In This Message

Meetings & Workshops
– AI for Science at Scale – Part 2 (Oct 12)
– Introduction to OpenMP Offload Part 1: Basics of Offload (Sep 29)
– Introduction to OpenMP Offload Part 2: Optimization and Data Management (Oct 6)
– HIP Training Series
Upcoming Downtimes
– Frontier and Orion (Oct 3)
Center Announcements
– Call for posters at the upcoming 2023 OLCF User Meeting
– OLCF Alpine Decommission (Begin moving data now)
– Nominations for OLCF User Group Executive Board
– Call for Proposals for Summit in 2024

Meeting & Workshops

AI for Science at Scale – Part 2 (Oct 12)
Thursday, October 12, 2023

Training large deep learning models, including large language models, is resource-intensive and requires innovative parallelization and distribution strategies. In part 1 of this workshop, we demonstrated how to train a deep learning model in a distributed fashion across multiple GPUs of the Summit supercomputer using data parallelism. Building on this, part 2 will show how to train a model on multiple GPUs across nodes of the Frontier supercomputer. We will demonstrate and focus on model parallelism techniques and frameworks, such as DeepSpeed, FSDP, and Megatron.  Registration is open now and available through:
https://www.olcf.ornl.gov/calendar/ai-training-series-ai-for-science-at-scale-part-2

Introduction to OpenMP Offload Part 1 : Basics of Offload
September 29, 2023
12:00 – 1:45 PM (EDT)
Virtual via Zoom
The OpenMP API is a scalable model that gives parallel programmers a simple and flexible interface for developing portable parallel applications in C/C++ and Fortran. Join us for part 1 of a four-part OpenMP Offload training that will enable application teams and developers to accelerate their code with the use of GPUs, as well as exploiting the latest OpenMP functionality to program multi-core platforms like Frontier and Perlmutter. This session, offered by OLCF and NERSC, is part of the Performance Portability training series. The hands-on sessions will be performed on OLCF Frontier and NERSC Perlmutter. Participants without existing accounts will be provided training accounts on Perlmutter.

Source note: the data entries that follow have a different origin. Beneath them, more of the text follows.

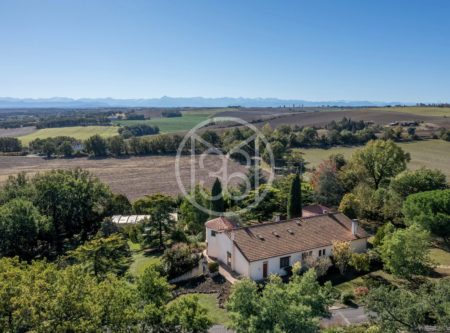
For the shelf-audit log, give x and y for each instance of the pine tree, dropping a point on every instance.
(217, 205)
(295, 198)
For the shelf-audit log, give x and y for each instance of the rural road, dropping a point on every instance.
(339, 317)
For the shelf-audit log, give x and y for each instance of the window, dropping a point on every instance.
(284, 262)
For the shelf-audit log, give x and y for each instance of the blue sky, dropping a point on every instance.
(396, 50)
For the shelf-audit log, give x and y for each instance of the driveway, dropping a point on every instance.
(345, 317)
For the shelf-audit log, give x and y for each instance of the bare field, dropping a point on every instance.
(134, 176)
(433, 154)
(15, 132)
(321, 118)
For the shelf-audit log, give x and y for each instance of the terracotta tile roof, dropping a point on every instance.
(220, 224)
(282, 238)
(313, 210)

Register here:  https://www.olcf.ornl.gov/calendar/introduction-to-openmp-offload-part-1-basics-of-offload-2/

Introduction to OpenMP Offload Part 2: Optimization and Data Management
October 6, 2023
12-2:30 pm EDT
Virtual via Zoom

The OpenMP API is a scalable model that gives parallel programmers a simple and flexible interface for developing portable parallel applications in C/C++ and Fortran. For part 2 of our OpenMP Offload series, OLCF/NERSC staff will cover optimization strategies and show how efficient data movement and a better understanding of the hierarchy of parallelism available can lead to improved performance. NERSC/OLCF staff will also cover best practices for OpenMP Offload.

For details and to register see:

https://www.olcf.ornl.gov/https/wwwolcfornlgov/calendar/introduction-to-openmp-offload-part-2-optimization-and-data-management-2/

HIP Training Series
HIP is a parallel computing platform and programming model from AMD that extends C++ to program GPUs, with an API very similar to CUDA but supporting Nvidia and AMD GPU targets. The HIP training series will introduce GPU programming concepts from basic GPU programming, porting your existing GPU applications to HIP, and profiling and tracing your HIP code, among others. Each session will be 2 hours with a lecture and hands-on.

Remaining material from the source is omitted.